Menção deve ser feita da altura uniforme das tábuas, que era de dez côvados . Parece que nas Escrituras o número dez fala de responsabilidade sob teste. Lembramos que o jovem Daniel, quando primeiro se levantou no nome do Senhor, pediu um teste de dez dias para provar o valor prático de sua vida abstêmia. No Novo Testamento temos as dez virgens, as dez libras e os dez dias de tribulação para a fiel igreja de Esmirna. Assim, a frase “permanecendo em pé” tem também este sentido: aqueles que podem agüentar responsabilidade e suportar o teste do tempo. Este é o tipo de material que Deus usa para Seu edifício.
O chamado de Deus a nós
O desafio deste simbolismo é muito simples mas também é muito penetrante. Significa que devo encarar a questão do que aconteceria em meu caso se todas as coberturas e todos os suportes fossem levados embora, se eu fosse repentinamente privado até mesmo dos auxílios dados por Deus para força e unidade, e fosse deixado completamente sozinho. Eu seria uma tábua solitária. Sim, mas eu ainda estaria permanecendo em pé? Este seria o teste final.

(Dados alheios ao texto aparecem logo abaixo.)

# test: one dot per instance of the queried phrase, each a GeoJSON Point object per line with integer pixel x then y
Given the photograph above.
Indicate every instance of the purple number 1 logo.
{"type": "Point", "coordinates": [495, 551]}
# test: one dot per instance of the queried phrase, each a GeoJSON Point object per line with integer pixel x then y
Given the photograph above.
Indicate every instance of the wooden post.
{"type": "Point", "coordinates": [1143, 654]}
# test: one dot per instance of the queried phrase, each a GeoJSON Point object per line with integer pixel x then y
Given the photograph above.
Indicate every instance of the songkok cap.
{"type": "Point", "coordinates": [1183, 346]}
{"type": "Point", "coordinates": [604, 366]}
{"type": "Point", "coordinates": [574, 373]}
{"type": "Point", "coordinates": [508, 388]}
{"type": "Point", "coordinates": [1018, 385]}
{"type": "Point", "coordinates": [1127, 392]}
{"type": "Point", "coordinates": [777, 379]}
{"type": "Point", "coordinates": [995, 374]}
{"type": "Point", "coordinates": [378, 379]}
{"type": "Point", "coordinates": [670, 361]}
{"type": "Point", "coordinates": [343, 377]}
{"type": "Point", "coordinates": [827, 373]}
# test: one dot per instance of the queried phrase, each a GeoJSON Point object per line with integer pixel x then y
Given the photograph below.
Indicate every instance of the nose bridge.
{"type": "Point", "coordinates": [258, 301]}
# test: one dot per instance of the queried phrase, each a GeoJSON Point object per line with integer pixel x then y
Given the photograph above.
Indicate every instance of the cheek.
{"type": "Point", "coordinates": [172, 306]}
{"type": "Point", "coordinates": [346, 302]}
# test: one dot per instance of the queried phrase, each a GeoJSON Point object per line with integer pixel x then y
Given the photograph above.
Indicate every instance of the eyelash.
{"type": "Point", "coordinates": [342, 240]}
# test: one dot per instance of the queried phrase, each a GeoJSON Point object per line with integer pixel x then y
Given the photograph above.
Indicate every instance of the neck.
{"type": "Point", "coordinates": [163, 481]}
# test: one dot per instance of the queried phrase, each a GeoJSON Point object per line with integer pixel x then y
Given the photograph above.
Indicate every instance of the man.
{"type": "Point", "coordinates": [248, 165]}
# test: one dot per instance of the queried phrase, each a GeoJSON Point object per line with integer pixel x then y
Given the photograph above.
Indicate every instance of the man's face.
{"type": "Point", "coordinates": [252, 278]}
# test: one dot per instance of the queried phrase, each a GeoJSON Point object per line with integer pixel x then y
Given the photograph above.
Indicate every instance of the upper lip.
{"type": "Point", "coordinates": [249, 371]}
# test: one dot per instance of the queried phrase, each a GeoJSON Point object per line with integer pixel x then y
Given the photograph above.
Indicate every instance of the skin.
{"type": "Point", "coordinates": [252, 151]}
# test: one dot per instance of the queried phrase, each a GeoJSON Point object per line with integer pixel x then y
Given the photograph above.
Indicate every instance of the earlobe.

Estamos sendo todos testados – não pode haver dúvidas disto. O povo de Deus está passando através de todos os tipos de experiências estranhas e dolorosas, e as indicações são de que estas irão aumentar e não ao contrário. O que isto tudo significa? Significa que nossa própria vida pessoal com Deus está sendo exposta a todo tipo de teste, e que se nós estamos para ser elementos dignos em Seu prédio, espera-se que sejamos sempre encontrados permanecendo em pé, mesmo se parecemos estar em pé sozinhos.
Não é suficiente ter sido cortado e modelado corretamente como uma tábua. Nem mesmo é suficiente ser coberto com ouro e radiante com Sua glória. É essencial que permaneçamos em pé. A obra de Satanás é a de nos sacudir, ocasionar nosso colapso, confrontar o Senhor com o triste espetáculo de tábuas prostradas, caídas diante de artimanhas e ameaças malignas. Mesmo um Elias, capaz de declarar tão fortemente que era um homem que permanecia diante do Senhor , estava em um dado momento tão desanimado e desencorajado, tão chocado pelos estranhos tratamentos de Deus com ele, que foi encontrado prostrado sob o zimbro . Ele que tinha permanecido tão firme por tanto tempo, agora tinha caído. E por quê? Principalmente porque ele olhou ao seu redor para o resto do povo que estava todo caído em incredulidade e medo. Ninguém havia que se juntasse a ele em seu auxílio. Ele parece ter dado vez à autopiedade, pois reclamou ao Senhor: “Eu, tão somente eu, fui deixado” (1Re 19:10). Isto não era de fato verdade. Raramente é verdade que os servos de Deus estão tão sozinhos como lhes parece. Mas mesmo que tivesse sido verdade, esta não era razão para que Elias caísse com o resto deles. E não há razão pela qual devamos permitir que nossas dificuldades e aparente falta de apoio dos outros nos levem a cair. Sua casa é feita daqueles que sabem como permanecer em pé – se necessário, permanecer só.
É bem verdade que, na experiência normal das tábuas do tabernáculo, elas eram mantidas juntas pelas barras transversas de suporte. Estas barras davam solidez e força à estrutura, e geralmente se pensa que elas tipificam os fatos espirituais que ligam os filhos de Deus juntos em sua vida de fé. Nós precisamos destas ajudas divinamente oferecidas, e fazemos bem em usá-las tão plenamente quanto nós somos capazes. A despeito disto, embora seja essencial que aprendamos a permanecer juntos, igualmente deve ser verdade que no Senhor consigamos permanecer sozinhos. A vida de comunhão é uma provisão divina, e é quase impossível exagerar sua importância em nossa vida espiritual.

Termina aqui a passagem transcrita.